City analysts following oil major Royal Dutch Shell (LSE: RDSB) (NYSE: RDSB.US) expect earnings to increase by 42% this year. Growth like that isn’t found every day on the stock market, so that makes Shell a great candidate for a growth investment, right?
I don’t think so. Earnings are up this year, true, but last year they fell by 39% — welcome to the see-saw world of the cyclical companies.
Selective approach
The fluctuating price of hydrocarbon products such as oil and gas determines the output-selling price for Shell’s upstream operations. That makes earnings volatile and, during 2013, a combination of lower cash in-flow from operations and higher capital investment came together to create the earnings’ decline. In 2014, earnings look set to bounce back, but such cyclicality, and the firm’s sensitivity to wider macro-economic cycles, leaves Shell wanting as a growth proposition.
Looking forward, the firm aims to improve investor returns by focusing on what it describes as better financial performance, enhanced capital efficiency, and strong project delivery. The strategy involves a selective approach to project execution and some $15 billion of planned divestments during 2014-15.
Shell’s growth targets could see around 30 major projects add about seven billion barrels of oil, or gas equivalents, to its reserves, which could improve cash flow by $15 billion before the end of 2015 if the oil price holds at about $100 per barrel. To put that in perspective, Shell generated just over $40 billion of net cash from its operations during 2013, so we’re are looking at an estimated 38% or so improvement.
Building assets
A natural resources firm such as Shell needs to grow its asset base, its reserves in the ground, if the share price is to take off. In essence, Shell hopes that a smart approach to managing its assets will drive up the value of its reserves.

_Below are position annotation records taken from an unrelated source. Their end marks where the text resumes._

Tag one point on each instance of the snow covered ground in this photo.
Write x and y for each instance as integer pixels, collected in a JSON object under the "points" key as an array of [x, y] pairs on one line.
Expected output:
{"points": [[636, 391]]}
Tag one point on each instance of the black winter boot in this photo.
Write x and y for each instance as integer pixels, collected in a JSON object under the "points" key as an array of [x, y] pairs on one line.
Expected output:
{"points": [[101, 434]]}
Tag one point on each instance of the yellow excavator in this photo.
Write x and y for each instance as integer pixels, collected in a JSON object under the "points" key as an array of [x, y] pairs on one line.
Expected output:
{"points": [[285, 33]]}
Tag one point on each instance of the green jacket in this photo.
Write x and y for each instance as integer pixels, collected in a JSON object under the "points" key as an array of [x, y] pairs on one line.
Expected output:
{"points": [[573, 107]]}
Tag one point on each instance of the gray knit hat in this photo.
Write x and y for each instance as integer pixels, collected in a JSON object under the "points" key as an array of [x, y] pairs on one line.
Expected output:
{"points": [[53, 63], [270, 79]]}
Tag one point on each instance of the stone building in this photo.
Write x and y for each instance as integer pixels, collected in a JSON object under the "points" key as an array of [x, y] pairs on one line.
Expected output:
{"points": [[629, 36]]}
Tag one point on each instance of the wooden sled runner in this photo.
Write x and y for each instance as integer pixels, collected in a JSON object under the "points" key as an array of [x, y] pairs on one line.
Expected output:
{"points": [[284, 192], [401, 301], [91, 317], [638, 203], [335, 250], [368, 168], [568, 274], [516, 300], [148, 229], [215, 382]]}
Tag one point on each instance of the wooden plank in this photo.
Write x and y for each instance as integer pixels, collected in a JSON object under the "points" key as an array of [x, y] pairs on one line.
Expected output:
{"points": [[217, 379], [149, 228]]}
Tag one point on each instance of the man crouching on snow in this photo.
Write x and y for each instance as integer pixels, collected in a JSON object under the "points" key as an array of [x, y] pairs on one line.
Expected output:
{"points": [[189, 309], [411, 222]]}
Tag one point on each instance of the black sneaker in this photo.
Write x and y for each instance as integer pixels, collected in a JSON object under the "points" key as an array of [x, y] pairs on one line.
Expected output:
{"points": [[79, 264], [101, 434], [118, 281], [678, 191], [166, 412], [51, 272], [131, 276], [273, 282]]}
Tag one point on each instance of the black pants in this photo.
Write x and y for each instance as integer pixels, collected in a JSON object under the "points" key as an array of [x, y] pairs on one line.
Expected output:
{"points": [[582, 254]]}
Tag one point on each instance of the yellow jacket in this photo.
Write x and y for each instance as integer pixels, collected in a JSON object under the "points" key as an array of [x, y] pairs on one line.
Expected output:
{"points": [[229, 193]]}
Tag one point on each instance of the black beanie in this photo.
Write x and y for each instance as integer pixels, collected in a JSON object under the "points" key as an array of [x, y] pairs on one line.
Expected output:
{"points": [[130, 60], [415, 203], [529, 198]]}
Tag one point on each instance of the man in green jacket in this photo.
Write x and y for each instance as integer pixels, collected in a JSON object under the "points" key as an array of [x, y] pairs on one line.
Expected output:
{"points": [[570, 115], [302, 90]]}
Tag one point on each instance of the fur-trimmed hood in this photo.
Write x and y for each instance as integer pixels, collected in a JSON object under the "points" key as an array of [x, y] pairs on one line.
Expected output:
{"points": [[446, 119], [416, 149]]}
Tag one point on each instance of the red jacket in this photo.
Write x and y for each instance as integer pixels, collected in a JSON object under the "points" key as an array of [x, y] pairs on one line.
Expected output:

Here’s the firm’ record on net asset value per share:
Year to December | 2009 | 2010 | 2011 | 2012 | 2013 |
---|---|---|---|---|---|
Net asset value per share (cents) | 2,168 | 2,360 | 2,680 | 2,742 | 2,809 |
That’s an almost 30% increase over four years. If Shell can keep growing its assets, there could be some forward growth for shareholders to capture. However, Shell’s performance on delivering total returns will always be subject to the cyclicality inherent in the industry, which could fight against the outcome for investors.
What now?
Royal Dutch Shell has plans for growth but will always face a two-steps-forward-one-back outcome thanks to the cyclicality of the business. That’s why the firm might not be the best growth selection on the London market.